Una di quelle citta' che non si possono racchiudere in uno scatto, bisogna viverla.


Per mia fortuna vengo ospitato da un gruppo di studenti Universitari, conosciuti per caso in un Pub di La Serena qualche tempo addietro. Vivono in una casa devastata, senza neppure il frigo e nella zona malfamata della citta. Tutto in stile molto Valparaiso.
E grazie a loro posso vivere la citta da un punto di vista privilegiato. Con loro scopro le zone piu inaccessibili, mi addentro in tutte le stradine possibili tra i decadenti-ma affascinanti-barrios storici, che sanno un po di inghilterra, francia e di pirati ovviamente. Ma soprattutto la scena notturna locale, e sera dopo sera i concerti si alternano a bevute in pub dal fascino boheme.

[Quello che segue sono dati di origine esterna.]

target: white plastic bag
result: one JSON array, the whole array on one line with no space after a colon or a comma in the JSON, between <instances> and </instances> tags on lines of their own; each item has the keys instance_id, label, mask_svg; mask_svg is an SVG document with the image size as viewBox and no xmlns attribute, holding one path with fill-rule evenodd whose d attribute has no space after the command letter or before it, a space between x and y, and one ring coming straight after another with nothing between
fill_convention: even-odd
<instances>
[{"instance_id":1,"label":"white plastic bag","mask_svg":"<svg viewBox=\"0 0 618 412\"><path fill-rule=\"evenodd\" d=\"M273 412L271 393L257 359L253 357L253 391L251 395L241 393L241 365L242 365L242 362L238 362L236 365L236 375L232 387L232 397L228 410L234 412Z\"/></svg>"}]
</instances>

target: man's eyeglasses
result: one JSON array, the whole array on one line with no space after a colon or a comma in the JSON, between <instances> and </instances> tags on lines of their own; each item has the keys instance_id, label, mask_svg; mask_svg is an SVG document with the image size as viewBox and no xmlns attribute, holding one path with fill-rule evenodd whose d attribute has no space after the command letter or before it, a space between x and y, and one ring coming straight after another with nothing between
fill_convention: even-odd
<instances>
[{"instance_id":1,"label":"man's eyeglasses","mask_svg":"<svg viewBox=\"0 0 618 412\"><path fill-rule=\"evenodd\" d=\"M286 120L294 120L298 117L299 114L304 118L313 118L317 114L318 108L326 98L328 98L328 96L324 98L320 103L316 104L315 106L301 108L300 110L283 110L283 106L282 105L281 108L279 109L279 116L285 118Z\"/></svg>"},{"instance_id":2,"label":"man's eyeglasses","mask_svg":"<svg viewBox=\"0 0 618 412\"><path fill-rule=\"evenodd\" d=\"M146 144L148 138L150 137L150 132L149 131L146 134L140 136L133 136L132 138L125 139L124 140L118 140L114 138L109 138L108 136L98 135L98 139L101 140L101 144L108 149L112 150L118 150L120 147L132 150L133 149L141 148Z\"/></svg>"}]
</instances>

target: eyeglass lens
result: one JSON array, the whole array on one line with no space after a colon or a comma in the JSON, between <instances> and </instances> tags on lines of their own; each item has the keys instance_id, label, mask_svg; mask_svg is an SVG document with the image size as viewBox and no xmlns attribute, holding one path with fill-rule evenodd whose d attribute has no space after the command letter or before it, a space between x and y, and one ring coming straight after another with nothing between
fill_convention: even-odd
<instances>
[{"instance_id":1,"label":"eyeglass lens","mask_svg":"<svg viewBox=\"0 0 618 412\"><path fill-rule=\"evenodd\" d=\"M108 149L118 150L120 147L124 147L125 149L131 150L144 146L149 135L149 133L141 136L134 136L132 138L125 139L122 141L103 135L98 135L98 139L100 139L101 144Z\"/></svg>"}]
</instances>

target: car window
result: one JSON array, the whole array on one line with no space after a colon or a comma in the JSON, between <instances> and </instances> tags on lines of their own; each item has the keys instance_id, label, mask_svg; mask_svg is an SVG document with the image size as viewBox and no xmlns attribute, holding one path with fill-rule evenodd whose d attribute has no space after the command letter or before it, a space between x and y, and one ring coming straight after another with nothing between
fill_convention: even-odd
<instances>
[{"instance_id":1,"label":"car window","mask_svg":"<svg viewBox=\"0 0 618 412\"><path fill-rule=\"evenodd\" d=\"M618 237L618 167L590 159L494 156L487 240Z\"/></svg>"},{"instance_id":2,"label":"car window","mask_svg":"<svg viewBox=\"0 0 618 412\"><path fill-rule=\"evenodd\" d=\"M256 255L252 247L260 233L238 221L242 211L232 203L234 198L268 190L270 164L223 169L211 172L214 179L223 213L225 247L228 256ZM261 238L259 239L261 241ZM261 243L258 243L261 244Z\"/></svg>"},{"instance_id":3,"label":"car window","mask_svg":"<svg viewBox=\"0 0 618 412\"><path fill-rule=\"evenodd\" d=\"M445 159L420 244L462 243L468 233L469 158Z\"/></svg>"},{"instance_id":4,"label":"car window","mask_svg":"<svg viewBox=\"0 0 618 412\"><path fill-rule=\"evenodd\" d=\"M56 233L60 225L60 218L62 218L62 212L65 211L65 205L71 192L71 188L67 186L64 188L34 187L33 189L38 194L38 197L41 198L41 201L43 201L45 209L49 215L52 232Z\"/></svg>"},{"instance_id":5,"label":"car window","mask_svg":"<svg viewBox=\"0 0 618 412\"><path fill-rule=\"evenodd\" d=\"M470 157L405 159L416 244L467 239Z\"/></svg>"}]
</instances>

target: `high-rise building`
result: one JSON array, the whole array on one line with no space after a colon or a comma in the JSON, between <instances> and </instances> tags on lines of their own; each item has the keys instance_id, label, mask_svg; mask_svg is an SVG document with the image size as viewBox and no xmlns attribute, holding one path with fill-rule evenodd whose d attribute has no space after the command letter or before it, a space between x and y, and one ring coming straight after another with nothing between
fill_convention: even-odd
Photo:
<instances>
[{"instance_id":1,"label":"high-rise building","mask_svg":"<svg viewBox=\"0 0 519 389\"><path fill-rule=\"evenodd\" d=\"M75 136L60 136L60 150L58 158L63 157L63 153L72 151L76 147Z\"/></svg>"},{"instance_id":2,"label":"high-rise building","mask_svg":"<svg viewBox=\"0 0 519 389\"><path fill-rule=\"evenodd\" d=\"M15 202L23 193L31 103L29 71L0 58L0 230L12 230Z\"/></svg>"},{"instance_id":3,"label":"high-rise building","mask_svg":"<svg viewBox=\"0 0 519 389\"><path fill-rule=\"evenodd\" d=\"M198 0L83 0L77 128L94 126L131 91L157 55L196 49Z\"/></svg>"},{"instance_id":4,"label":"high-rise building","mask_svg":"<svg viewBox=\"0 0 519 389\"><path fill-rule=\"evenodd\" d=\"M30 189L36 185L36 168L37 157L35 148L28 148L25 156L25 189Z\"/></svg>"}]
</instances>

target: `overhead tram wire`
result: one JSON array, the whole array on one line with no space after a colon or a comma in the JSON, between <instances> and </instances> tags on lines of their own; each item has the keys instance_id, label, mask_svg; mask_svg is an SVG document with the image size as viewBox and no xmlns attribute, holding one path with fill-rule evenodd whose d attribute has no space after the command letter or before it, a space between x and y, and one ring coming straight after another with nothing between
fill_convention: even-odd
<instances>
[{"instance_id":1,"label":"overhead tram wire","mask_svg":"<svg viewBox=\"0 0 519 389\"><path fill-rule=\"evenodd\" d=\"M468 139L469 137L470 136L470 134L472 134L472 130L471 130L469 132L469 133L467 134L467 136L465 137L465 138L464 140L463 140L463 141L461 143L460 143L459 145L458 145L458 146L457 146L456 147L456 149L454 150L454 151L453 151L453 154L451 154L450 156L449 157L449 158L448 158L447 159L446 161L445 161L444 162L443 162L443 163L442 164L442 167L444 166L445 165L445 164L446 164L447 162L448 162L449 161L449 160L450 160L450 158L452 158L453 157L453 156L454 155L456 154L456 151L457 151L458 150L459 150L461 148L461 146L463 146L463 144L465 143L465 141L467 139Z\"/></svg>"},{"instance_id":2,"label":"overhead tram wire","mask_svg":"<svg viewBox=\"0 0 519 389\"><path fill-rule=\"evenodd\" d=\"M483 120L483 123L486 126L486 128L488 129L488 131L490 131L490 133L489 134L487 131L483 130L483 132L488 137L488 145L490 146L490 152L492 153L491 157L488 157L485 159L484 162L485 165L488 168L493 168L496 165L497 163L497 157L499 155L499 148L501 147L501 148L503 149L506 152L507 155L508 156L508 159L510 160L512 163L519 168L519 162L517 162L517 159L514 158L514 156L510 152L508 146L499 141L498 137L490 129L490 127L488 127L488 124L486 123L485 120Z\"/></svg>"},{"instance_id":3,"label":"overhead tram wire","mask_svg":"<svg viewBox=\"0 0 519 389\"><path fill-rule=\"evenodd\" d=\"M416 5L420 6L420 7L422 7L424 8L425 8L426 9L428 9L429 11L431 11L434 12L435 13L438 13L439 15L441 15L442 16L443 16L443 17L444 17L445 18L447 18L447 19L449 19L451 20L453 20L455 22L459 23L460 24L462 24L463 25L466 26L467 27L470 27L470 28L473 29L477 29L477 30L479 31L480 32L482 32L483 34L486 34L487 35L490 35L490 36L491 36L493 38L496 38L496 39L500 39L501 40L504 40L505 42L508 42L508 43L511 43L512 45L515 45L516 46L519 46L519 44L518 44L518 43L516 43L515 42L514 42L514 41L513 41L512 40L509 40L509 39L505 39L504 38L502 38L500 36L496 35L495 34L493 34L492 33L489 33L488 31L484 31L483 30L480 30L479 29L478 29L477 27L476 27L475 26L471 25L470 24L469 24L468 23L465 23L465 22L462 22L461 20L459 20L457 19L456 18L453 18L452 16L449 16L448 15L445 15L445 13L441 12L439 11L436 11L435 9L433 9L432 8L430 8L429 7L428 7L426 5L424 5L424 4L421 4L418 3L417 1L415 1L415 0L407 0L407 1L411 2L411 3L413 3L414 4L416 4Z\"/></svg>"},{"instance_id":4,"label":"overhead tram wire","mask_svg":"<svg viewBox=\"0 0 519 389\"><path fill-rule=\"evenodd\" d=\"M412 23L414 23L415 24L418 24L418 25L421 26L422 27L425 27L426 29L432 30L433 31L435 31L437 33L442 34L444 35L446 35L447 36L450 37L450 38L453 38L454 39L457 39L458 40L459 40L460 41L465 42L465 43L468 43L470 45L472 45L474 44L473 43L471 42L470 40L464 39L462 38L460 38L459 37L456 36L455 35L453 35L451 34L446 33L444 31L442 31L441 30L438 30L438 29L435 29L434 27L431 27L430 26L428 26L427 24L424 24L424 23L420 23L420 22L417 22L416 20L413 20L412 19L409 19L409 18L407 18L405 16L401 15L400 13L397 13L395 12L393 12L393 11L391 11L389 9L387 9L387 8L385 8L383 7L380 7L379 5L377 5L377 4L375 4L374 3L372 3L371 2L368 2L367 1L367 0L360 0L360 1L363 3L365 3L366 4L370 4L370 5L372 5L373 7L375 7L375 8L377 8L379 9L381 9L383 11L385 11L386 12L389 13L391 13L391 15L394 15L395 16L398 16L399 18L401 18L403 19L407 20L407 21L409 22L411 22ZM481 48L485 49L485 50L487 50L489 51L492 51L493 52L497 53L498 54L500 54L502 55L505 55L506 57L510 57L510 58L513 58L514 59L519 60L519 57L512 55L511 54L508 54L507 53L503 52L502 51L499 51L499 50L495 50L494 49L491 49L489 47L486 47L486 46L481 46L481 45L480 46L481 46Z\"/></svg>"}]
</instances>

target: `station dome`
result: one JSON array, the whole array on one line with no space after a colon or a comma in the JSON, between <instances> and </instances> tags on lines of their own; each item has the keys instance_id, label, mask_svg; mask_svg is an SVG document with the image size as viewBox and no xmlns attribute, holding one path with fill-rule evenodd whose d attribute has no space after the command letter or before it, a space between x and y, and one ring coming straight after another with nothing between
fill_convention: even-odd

Mentre sono in citta cerco anche di imbarcarmi per le isole Juan Fernandez, meglio note come Robinson Crusoe's Islands. Ho sentito che una volta al mese una nave cargo della marina vi fa tappa, e per qualche dollaro ci si puo aggregare alla spedizione. Purtroppo sono arrivato nel momento sbagliato. Ma non importa, la citta e i suoi dintorni non lasciano molto tempo, c'e sempre qualcosa da vedere o fare. E intanto nel tempo libero vado alla ricerca di Lucio Dalla. Si, proprio lui, perche alcune voci dicono che abbia comprato casa qui, nella citta' piu artistica e particolare di tutto il Cile.
Chiedo perfino a Chinoy e a Chico Trujillo, due gruppi del posto, se l'hanno incontrato. Niente da fare, il nanerottolo bolognese deve essere nascosto bene.